(2006年10月10日)
灯油:期近、上ザヤ傾向弱い
石油製品の灯油は各限月で需要背景が異なることから、そのサヤ関係も変則的なものにならざるを得ない。来年1、2月限が上ザヤを形成しているのは冬の民生用需要期であることを反映したものだが、例年だと手前の年内12月限が次の1月限同様に上ザヤを形成するものである。ところが本年は灯油の流通在庫が潤沢で、石油連盟が発表している統計週報では22週連続の増加である。
既に流通段階の在庫が500万キロリットルを超え、今冬の民生用需要を賄うのに十分であることから、先物市場を通じた現物の調達は消極的なものならざるを得ない。
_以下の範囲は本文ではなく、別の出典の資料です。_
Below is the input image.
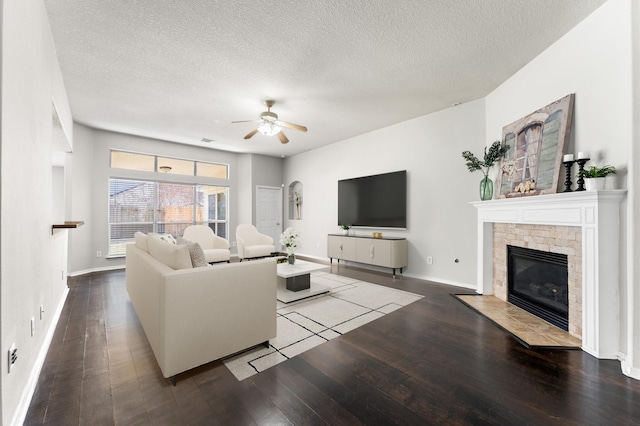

そうした中で出されている暖冬予報が事実とするなら、需要不振による供給過剰傾向が今後も続く可能性が高く、期近はこれにより例年のような上ザヤを形成することができそうにない。
毎年、灯油の現物商戦は北海道生協と元売りによる価格交渉で値決めに当たっての指標が提示される。本年は7月後半から内外市場で原油安が進み、国際指標となるWTIは最高値からの下落幅が25%をゆうに上回っているため、これが灯油の価格交渉にどう反映されるか、買い手市場と化することも考えられる。
現状では灯油在庫が潤沢で供給懸念はほとんどないが、本年の暖冬予報が外れて厳冬ともなれば、在庫事情も一変することになる。
指標となるNY原油は既に7月の最高値からは20ドル安、OPECがようやく生産枠削減に真正面から取り組む姿勢をとっている。これ以上の下落には最大産油国のサウジとて無関心ではいられまい。期先は反転の機会を模索か。